I am having SQL Server data which contains the available and allocated information, and i need to show the report like Available Data, Alloted Data and Balance Data for each resources.
Right now I am having all the information in single row and balance data needs to be calculated.

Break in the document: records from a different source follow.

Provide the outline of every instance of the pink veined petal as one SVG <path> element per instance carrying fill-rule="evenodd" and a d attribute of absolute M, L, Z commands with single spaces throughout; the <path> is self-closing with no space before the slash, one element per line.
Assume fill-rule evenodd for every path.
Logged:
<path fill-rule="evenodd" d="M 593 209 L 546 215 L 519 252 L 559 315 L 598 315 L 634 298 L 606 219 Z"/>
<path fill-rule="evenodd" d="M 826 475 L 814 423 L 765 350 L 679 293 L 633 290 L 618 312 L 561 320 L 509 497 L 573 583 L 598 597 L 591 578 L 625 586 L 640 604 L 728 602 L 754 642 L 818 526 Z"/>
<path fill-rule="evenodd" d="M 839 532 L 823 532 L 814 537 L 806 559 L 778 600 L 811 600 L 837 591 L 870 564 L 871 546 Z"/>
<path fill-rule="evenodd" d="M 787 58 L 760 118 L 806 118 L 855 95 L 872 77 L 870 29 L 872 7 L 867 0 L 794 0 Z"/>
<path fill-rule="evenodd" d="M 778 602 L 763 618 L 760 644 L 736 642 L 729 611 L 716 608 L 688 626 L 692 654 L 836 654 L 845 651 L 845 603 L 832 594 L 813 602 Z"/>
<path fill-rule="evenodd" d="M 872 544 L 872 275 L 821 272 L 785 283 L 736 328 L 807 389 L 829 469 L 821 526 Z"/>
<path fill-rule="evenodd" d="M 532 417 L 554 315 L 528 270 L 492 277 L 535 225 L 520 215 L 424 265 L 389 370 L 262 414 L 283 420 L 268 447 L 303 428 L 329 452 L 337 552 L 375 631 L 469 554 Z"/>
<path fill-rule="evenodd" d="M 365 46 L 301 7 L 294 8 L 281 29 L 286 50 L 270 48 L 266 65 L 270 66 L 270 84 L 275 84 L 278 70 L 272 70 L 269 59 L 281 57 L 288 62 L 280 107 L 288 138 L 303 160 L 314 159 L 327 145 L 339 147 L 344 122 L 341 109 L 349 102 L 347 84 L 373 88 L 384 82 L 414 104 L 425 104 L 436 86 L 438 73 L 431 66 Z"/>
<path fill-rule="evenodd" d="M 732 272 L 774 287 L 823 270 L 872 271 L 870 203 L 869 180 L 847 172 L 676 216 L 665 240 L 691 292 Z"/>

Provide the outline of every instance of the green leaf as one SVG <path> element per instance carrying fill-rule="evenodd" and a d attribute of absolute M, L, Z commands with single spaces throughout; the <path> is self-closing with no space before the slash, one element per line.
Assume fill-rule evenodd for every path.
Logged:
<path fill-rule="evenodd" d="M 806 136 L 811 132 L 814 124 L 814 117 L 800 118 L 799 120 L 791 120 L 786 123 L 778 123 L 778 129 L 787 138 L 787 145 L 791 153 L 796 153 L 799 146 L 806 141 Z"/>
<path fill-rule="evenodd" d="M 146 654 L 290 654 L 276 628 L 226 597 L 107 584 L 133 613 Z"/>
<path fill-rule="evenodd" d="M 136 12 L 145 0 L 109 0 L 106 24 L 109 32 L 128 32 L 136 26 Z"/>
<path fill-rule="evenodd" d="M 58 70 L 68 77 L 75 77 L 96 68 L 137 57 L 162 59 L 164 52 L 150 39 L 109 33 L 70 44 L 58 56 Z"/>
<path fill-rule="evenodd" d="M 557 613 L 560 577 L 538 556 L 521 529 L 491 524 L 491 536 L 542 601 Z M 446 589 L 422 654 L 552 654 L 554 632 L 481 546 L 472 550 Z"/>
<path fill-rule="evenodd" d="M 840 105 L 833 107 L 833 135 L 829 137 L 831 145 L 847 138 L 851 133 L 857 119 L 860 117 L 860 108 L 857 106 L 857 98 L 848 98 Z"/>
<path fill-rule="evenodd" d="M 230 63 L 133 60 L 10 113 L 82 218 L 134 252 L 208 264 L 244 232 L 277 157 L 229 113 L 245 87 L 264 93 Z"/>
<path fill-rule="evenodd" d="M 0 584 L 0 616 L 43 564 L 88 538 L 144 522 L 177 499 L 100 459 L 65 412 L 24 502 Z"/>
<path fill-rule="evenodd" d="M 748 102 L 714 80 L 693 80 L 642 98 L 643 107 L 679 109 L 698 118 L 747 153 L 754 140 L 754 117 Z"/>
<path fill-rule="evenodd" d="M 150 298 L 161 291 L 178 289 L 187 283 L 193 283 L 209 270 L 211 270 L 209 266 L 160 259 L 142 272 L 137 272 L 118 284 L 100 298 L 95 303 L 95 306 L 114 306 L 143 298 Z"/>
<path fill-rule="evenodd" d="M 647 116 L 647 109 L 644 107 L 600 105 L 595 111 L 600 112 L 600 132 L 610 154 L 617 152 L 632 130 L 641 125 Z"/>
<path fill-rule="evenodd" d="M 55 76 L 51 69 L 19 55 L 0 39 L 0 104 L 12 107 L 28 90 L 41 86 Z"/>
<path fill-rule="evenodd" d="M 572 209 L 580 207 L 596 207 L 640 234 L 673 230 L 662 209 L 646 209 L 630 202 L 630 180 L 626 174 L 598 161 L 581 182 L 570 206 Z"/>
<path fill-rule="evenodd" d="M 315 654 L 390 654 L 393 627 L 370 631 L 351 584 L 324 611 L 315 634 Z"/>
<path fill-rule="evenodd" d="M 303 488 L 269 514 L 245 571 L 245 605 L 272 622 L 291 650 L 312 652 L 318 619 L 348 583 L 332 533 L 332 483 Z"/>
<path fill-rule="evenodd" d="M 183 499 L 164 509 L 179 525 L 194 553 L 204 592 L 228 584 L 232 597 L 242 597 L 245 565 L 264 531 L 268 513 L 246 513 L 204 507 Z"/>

How can I retreive the expected data?
Current Data and Output
SQL Fiddle
Available
+---+-------------+------------+---------------------+---------+------------+------------+
| Id| ResourceName| EmployeeId | iGPMResourceGroupId | GroupId | Capacity01 | Capacity02 |
+---+-------------+------------+---------------------+---------+------------+------------+
| 1 | Palanisamy | 24 | 1025135 | 15 | 0.70 | 0.70 |
| 2 | Anil | 20 | 1018707 | 15 | 1.00 | 1.00 |
| 3 | Ravi | 18 | 1025136 | 15 | 0.50 | 0.50 |
| 4 | Manikumar | 9 | 1025164 | 29 | 1.00 | 1.00 |
| 5 | Sakathi | 11 | 1020687 | 29 | 1.00 | 1.00 |
+---+-------------+------------+---------------------+---------+------------+------------+
Demand
+------------+-------------+---------------------+
| Number | ProjectName | iGPMResourceGroupId |
+------------+-------------+---------------------+
| BM-00000001| Project 1 | 1020687 |
| BM-00000002| Project 2 | 1020687 |
| BM-00000002| Project 2 | 1025136 |
| BM-00000003| Project 3 | 1025164 |
| BM-00000002| Project 2 | 1025135 |
| BM-00000003| Project 3 | 1025135 |
| BM-00000003| Project 3 | 1020687 |
| BM-00000002| Project 2 | 1025164 |
+------------+-------------+---------------------+
Allocated
+----+---------------------+----------------+------------+---------------------+------------+-----------+-----------+
| Id | AvailableResourceId | AssociateName | EmployeeId | iGPMResourceGroupId | ProjectId | Staffed01 | Staffed02 |
+----+---------------------+----------------+------------+---------------------+------------+-----------+-----------+
| 1 | 5 | Sakathi | 11 | 1020687 | BM-00000001| 0.30 | 0.30 |
| 2 | 5 | Sakathi | 11 | 1020687 | BM-00000003| 0.30 | 0.30 |
| 3 | 3 | Ravi | 18 | 1025136 | BM-00000002| 0.50 | 0.50 |
+----+---------------------+----------------+------------+---------------------+------------+-----------+-----------+
Query
SELECT ResourceName, iGPMResourceGroupId, ProjectName, StaffedId, Capacity01, Capacity02, Staffed01, Staffed02
FROM
(
SELECT Distinct A. ResourceName, A.EmployeeId, A.[iGPMResourceGroupId], D.[ProjectName], S.[Id] AS StaffedId, A.[Capacity01], A.[Capacity02], S.[Staffed01], S.[Staffed02]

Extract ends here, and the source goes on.